Still, Trapani said, things are going OK in Santa Barbara, which, he added, offers many more services to the downtrodden than Ventura.
The Santa Barbara County Education Office, he said, has found schools for his children to attend.
“They haven’t missed a day yet, and they won’t,” he said.
The Casa Esperanza homeless shelter has fed the family.
Trapani said he is aware of the city’s Safe Parking program, which allows people living in their vehicles to park for the night in certain designated lots. But, he said, it’s difficult for the family to abide by the schedule: The vehicles need to be gone by 6:30 a.m., and can’t be parked before 7 p.m. Parking on the street, he said, has turned out to be the best option.
“I’ve never had any problem with the cops or anything,” he said. “I keep this area clean.”
City Councilman Das Williams, one of three council members on the ordinance committee, said it is addressing the issue prematurely. Williams said he would like to see the matter discussed by the city’s homeless subcommittee before any policies are crafted by the ordinance committee.
In terms of the RV issue itself, Williams said he believes that the city doesn’t do a good enough job distinguishing the lawbreakers from the law-abiders.
“There are people out there who live in their vehicles who are very respectful,” he said, “and then some people who are really irresponsible.”
Williams added it would be somewhat hypocritical of him to approve of the ordinance as proposed, since he himself once had to live in his car during a rough time at age 17.
City Councilman Dale Francisco, who also sits on the ordinance committee, said he is in favor of the proposal.
“We get a lot of complaints about this,” he said, adding that he’s been told that Santa Barbara is home to about 450 RV dwellings. “It’s a nightmare situation for people who live near those areas. … It’s definitely out of control when you’ve got 15 or 20 RVs all parked essentially together.”
Meanwhile, on the topic of panhandling, officials from the city government and nonprofit agencies say the practice is a $600,000 industry in Santa Barbara, meaning that all local panhandlers combined pocket about that much money in a typical year.

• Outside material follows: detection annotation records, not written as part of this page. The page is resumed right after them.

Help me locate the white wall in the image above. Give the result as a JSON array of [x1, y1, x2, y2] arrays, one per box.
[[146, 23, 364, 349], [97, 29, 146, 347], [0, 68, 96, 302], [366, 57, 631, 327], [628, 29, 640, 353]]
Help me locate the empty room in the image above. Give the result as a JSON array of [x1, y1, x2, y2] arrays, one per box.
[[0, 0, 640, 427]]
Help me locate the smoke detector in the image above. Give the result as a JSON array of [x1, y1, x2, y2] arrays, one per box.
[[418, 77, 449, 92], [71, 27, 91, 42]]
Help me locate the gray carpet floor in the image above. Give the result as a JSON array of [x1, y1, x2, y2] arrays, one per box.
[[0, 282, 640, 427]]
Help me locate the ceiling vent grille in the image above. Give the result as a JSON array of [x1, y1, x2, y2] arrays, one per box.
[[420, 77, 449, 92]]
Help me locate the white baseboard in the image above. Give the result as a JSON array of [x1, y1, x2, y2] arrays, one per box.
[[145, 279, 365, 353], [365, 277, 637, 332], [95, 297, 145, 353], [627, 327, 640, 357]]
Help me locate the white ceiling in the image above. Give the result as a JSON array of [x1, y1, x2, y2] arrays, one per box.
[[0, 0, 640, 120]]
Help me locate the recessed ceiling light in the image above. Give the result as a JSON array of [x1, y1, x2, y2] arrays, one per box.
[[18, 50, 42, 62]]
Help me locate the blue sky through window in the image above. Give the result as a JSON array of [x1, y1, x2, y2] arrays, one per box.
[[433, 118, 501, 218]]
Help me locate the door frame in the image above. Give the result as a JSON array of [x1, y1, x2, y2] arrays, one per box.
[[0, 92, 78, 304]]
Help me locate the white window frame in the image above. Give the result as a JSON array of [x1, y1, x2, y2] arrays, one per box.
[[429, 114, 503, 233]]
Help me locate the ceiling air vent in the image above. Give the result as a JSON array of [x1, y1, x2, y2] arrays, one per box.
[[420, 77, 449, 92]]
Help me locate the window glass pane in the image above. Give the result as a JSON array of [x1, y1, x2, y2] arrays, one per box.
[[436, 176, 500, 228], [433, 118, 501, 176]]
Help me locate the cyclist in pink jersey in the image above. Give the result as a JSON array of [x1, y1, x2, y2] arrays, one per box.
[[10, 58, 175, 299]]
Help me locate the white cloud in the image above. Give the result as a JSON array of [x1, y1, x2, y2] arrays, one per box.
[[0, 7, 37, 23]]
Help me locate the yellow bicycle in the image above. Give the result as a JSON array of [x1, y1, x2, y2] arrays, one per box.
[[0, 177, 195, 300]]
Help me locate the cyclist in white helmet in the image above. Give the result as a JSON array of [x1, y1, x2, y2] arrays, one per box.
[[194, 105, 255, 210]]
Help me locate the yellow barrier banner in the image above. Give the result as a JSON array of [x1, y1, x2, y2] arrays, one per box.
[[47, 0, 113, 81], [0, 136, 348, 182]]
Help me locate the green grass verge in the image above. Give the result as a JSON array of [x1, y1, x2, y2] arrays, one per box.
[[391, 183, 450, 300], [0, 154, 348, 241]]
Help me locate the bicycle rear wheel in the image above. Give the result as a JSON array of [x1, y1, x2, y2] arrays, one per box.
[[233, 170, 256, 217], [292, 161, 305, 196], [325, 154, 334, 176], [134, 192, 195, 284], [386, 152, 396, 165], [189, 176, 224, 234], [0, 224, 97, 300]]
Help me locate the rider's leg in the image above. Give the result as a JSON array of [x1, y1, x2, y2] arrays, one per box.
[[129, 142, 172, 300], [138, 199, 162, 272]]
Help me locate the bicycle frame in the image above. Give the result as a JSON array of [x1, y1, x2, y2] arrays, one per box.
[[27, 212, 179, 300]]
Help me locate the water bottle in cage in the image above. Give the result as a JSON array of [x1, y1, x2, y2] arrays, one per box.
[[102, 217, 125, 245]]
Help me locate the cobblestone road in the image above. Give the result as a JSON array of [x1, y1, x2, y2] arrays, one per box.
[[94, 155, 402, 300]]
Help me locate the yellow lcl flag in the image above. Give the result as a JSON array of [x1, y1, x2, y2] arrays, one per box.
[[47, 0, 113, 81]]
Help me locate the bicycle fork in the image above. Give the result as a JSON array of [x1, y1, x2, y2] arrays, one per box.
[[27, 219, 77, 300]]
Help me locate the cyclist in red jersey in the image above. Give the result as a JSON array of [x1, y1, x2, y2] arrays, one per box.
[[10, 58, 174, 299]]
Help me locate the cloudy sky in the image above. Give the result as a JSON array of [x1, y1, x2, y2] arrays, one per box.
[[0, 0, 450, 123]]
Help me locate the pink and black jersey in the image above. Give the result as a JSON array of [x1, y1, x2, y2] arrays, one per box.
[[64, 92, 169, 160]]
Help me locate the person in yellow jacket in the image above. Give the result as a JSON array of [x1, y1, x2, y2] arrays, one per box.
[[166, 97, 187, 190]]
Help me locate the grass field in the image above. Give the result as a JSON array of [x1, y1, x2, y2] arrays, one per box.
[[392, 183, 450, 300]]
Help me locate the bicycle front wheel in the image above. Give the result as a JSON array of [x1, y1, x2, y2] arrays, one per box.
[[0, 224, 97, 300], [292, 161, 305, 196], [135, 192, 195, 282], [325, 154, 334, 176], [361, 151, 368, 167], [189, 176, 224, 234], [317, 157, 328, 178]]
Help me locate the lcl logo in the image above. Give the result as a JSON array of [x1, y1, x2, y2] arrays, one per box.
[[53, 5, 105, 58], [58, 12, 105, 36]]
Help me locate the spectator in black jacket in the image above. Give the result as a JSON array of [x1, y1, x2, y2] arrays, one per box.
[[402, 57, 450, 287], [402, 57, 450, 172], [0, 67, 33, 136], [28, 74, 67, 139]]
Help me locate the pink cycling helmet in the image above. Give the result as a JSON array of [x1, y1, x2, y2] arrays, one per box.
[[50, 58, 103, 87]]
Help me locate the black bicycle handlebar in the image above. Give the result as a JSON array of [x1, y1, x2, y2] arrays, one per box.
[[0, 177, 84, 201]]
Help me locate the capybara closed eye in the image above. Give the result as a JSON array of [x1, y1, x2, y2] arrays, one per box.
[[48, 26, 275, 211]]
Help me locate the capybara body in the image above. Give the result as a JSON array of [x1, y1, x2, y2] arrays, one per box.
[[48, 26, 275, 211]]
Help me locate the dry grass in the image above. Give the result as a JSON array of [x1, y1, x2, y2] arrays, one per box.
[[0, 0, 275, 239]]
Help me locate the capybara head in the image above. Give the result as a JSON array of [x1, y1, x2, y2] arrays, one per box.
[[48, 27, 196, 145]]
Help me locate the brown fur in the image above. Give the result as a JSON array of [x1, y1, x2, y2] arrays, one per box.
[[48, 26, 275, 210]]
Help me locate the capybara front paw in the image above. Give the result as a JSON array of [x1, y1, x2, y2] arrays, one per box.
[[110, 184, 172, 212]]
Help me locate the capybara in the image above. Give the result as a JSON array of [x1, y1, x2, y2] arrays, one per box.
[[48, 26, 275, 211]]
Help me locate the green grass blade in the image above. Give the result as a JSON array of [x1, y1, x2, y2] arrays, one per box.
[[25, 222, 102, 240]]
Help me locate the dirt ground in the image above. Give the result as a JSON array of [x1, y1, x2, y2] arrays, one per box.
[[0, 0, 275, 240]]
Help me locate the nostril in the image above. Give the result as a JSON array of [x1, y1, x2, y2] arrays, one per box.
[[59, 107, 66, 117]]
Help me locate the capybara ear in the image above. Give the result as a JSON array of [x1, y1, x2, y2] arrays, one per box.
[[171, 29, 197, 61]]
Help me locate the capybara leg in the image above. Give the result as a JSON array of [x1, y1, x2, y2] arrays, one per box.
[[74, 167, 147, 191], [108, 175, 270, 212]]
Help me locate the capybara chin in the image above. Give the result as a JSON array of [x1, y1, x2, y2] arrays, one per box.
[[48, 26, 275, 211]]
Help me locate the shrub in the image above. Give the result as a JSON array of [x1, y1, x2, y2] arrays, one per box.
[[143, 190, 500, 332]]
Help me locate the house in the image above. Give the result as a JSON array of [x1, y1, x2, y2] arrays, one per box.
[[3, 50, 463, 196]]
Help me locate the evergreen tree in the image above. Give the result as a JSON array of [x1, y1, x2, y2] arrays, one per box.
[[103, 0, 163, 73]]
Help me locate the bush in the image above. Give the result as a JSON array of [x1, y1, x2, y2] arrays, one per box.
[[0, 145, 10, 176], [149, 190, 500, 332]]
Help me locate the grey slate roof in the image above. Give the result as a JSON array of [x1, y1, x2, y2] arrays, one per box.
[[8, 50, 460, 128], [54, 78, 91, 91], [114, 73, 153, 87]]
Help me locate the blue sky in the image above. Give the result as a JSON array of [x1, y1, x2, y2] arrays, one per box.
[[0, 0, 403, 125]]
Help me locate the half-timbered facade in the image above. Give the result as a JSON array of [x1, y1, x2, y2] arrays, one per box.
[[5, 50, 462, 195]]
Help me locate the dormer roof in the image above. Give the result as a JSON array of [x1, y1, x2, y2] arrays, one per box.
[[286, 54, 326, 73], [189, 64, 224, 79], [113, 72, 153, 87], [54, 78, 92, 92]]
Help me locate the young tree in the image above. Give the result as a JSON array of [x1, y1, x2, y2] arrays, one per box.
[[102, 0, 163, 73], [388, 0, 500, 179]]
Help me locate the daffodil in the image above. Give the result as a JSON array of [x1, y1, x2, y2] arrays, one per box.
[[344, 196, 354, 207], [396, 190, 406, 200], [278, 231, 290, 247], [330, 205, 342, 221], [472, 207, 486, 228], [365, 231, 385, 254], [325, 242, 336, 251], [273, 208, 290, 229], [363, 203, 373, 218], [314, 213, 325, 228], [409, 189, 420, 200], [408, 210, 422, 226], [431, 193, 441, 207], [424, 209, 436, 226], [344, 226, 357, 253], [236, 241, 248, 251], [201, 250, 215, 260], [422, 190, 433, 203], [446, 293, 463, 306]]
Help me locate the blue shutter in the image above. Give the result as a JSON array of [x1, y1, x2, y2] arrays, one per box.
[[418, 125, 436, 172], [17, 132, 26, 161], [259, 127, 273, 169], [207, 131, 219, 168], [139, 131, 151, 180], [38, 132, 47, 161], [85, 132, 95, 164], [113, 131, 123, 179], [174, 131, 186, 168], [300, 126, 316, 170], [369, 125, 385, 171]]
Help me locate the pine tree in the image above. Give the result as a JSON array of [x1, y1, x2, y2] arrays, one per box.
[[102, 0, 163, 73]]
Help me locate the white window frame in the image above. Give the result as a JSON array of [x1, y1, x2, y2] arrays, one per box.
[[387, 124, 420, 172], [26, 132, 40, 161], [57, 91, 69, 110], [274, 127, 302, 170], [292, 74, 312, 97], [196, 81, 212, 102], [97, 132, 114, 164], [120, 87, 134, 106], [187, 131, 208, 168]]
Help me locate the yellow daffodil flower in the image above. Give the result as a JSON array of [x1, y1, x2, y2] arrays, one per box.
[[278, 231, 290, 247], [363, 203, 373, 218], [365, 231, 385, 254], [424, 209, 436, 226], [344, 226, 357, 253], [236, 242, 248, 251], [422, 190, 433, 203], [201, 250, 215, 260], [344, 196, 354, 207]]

“When a town gives $600,000 to people who ask for it, you’re going to have people ask for it,” Mike Foley, executive director of the Casa Esperanza homeless shelter, said last week at a city planning commission meeting. “It’s against the law to tell people not to panhandle. But it’s not against the law to tell people it’s assisted suicide to give people money when you know those people are going to use that money to go buy drugs and alcohol.”
On Thursday, the Subcommittee of Homelessness and Community Relations is expected to discuss the idea of producing vouchers for people to purchase for panhandlers. But City Councilwoman Helene Schneider, who sits on the subcommittee, said such a program would need buy-in from local businesses.
Schneider said the subcommittee will discuss other matters besides the voucher program, which is sometimes referred to as “Compassion Not Cash.”
For instance, some merchants want to see a bigger police presence downtown. Others are less concerned about the older panhandlers, who tend to beg quietly, and more concerned about the in-your-face younger panhandlers.
“We don’t know if they are homeless or not,” Schneider said of the more youthful street people. “But they are more aggressive.”
As for “Compassion Not Cash,” Santa Barbara Chamber of Commerce Executive Director Steve Cushman said he is skeptical. Cushman said the chamber tried to implement the same plan during the recession of the early 1990s, and it never caught on.
“The public didn’t accept it,” he said. “That’s the big thing: You gotta have people who go buy them, and give them out.”
Cushman said he remembers State Street being considerably worse for panhandling during that recession. But he added: “Now, we’ve got a pretty serious recession going on, so we’ll see what happens.”
On Monday afternoon, one soft-spoken State Street panhandler named John — a 58-year-old who said he spent 25 years as a hog farmer in Idaho until he lost his health seven years ago — said he would prefer cash to vouchers.
“It’s a good concept, but I’d rather have the cash, ‘cause I drink, too,” he said.